Het meest lastige deel is het laten afzinken van de module en de glasvezel en voedingskabels naar een diepte van meer dan 35 meter. De testlocatie is aan de kust bij de Schotse Orkneyeilanden. De reden dat deze plek is gekozen hangt samen met het feit dat het ook de locatie is van het European Marine Energy Centre, dat zich bezighoudt met getijdenturbines en het opwekken van energie met golven. Hierdoor kan Microsoft testen of het mogelijk is om het onderwatercentrum van zijn eigen, duurzame energiebron te voorzien. De Orkneyeilanden produceren genoeg duurzame energie om de eilanden en het onderwaterdatacenter van energie te voorzien, en nog energie terug te leveren aan het energienetwerk aan het vasteland. De duurzame energie is een mix van golf en getijdenstroom en wind en zonneenergie. In de toekomst wil het project nagaan of het mogelijk is om een Natickdatacenter van energie te voorzien met een in het water gelegen duurzaam energiesysteem, zonder een 'lijntje' met het vasteland.

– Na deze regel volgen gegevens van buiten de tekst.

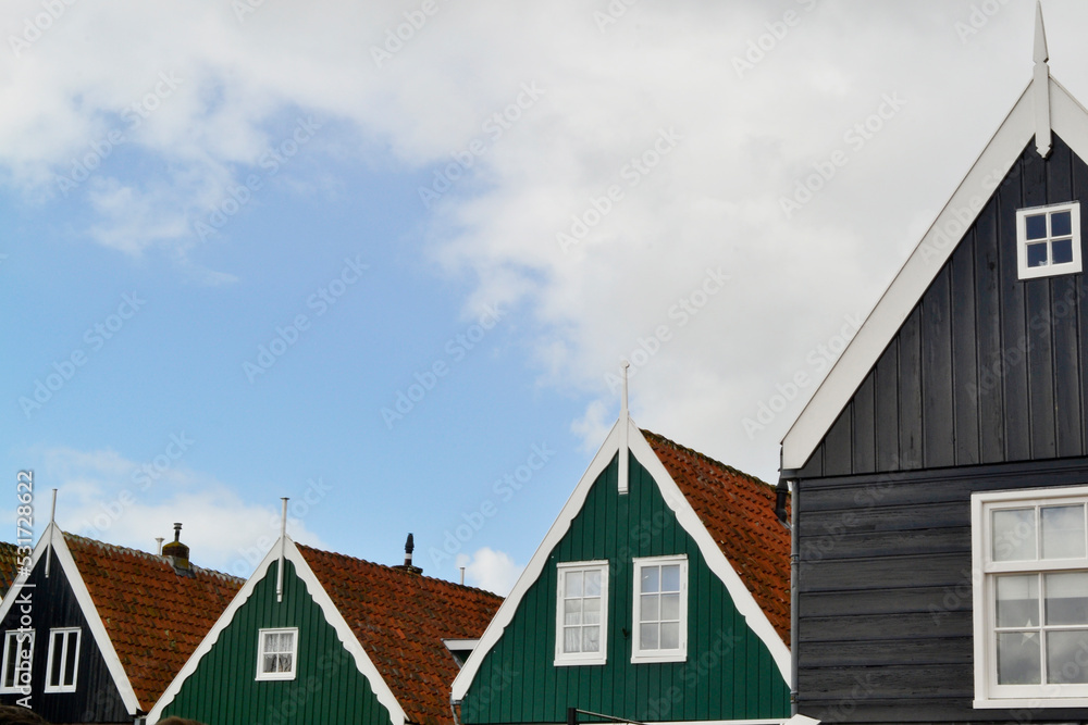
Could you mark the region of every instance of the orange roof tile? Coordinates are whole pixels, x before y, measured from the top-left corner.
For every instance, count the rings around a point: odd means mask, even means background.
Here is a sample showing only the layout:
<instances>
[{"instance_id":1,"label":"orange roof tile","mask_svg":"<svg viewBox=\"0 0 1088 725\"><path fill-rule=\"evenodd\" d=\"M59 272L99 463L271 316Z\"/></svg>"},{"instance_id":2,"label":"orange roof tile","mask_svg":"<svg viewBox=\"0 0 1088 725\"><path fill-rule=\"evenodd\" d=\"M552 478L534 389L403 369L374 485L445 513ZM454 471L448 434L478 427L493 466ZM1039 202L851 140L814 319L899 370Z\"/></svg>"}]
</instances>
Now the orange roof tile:
<instances>
[{"instance_id":1,"label":"orange roof tile","mask_svg":"<svg viewBox=\"0 0 1088 725\"><path fill-rule=\"evenodd\" d=\"M64 534L140 707L150 710L245 583L135 549Z\"/></svg>"},{"instance_id":2,"label":"orange roof tile","mask_svg":"<svg viewBox=\"0 0 1088 725\"><path fill-rule=\"evenodd\" d=\"M655 433L642 434L788 646L790 532L775 516L774 487Z\"/></svg>"},{"instance_id":3,"label":"orange roof tile","mask_svg":"<svg viewBox=\"0 0 1088 725\"><path fill-rule=\"evenodd\" d=\"M412 723L452 725L458 666L443 639L479 639L503 598L298 545Z\"/></svg>"}]
</instances>

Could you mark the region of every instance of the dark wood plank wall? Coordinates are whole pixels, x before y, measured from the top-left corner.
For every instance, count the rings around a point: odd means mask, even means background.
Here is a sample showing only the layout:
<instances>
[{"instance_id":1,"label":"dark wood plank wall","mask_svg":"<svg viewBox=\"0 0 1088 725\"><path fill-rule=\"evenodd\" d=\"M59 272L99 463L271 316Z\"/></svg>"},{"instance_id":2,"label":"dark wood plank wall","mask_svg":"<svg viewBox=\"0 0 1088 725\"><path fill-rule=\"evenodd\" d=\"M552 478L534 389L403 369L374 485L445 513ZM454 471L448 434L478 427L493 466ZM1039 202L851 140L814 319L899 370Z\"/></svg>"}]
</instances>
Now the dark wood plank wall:
<instances>
[{"instance_id":1,"label":"dark wood plank wall","mask_svg":"<svg viewBox=\"0 0 1088 725\"><path fill-rule=\"evenodd\" d=\"M1088 166L1029 146L801 478L1088 455L1084 275L1016 272L1016 210L1074 199L1088 221Z\"/></svg>"}]
</instances>

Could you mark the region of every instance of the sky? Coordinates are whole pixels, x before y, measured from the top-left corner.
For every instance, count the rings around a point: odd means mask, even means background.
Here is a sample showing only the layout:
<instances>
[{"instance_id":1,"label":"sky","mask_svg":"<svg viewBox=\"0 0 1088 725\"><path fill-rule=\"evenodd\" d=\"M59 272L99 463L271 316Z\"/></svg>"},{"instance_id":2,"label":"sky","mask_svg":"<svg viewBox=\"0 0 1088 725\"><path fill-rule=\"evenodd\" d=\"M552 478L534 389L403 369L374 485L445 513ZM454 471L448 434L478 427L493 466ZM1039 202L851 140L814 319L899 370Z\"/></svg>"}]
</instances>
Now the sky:
<instances>
[{"instance_id":1,"label":"sky","mask_svg":"<svg viewBox=\"0 0 1088 725\"><path fill-rule=\"evenodd\" d=\"M1088 3L1047 0L1088 100ZM0 522L507 593L620 407L780 441L1031 78L1027 0L5 0Z\"/></svg>"}]
</instances>

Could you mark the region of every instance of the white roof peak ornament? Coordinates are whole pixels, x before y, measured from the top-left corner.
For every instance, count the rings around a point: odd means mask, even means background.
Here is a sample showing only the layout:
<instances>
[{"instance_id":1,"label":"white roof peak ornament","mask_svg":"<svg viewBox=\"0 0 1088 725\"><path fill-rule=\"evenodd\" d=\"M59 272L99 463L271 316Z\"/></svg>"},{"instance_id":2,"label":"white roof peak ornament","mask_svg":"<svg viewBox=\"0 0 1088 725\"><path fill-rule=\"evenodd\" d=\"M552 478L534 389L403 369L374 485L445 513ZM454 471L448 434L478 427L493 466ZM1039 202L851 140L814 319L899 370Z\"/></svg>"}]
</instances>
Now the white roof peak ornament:
<instances>
[{"instance_id":1,"label":"white roof peak ornament","mask_svg":"<svg viewBox=\"0 0 1088 725\"><path fill-rule=\"evenodd\" d=\"M1042 1L1035 3L1035 149L1046 159L1050 155L1050 52L1047 50L1047 29L1042 24Z\"/></svg>"}]
</instances>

Het idee is dat als de module het op die plek redt, dat ook voor andere locaties zal gelden. Microsoft meldt dat bijna de helft van de wereldbevolking aan de kust woont, en onderwaterdatacentra daardoor een logische keuze zijn. De module met de aanduiding Northern Isles (SSDC002) is 12,2 meter lang en 2,8 meter in diameter (3,18 meter met de externe apparatuur). De servers bevatten harddisks met een totale capaciteit van 27,6 petabyte – genoeg voor 5 miljoen films. De rekenkracht van alle servers in de module komt overeen met duizenden highend desktops.
Het is de bedoeling dat de module vijf jaar zonder onderhoud kan blijven draaien. De koeling maakt gebruik van technieken die ook op duikboten worden ingezet. De racks worden gekoeld door zeewater langs radiatoren langs de achterkant van de racks te laten stromen. Volgens berekeningen is de opwarming van het water zo minimaal, dat dit (als het goed is) geen impact zal hebben op de omliggende natuur. Over de periode van een jaar worden de prestaties op het gebied van energieverbruik, vochtigheid, geluidsniveau en temperatuur bijgehouden. Er wordt AI gebruikt om onder andere de servers en andere apparaten te monitoren op tekenen van defecten.
Na vijf jaar is de apparatuur binnen de module afgeschreven. De bedoeling is dat de module dan wordt opgetakeld, voorzien van nieuwe serverapparatuur, en weer wordt afgezonken. Een Natickmodule zou minimaal 20 jaar mee moeten gaan, daarna wordt hij gerecycled.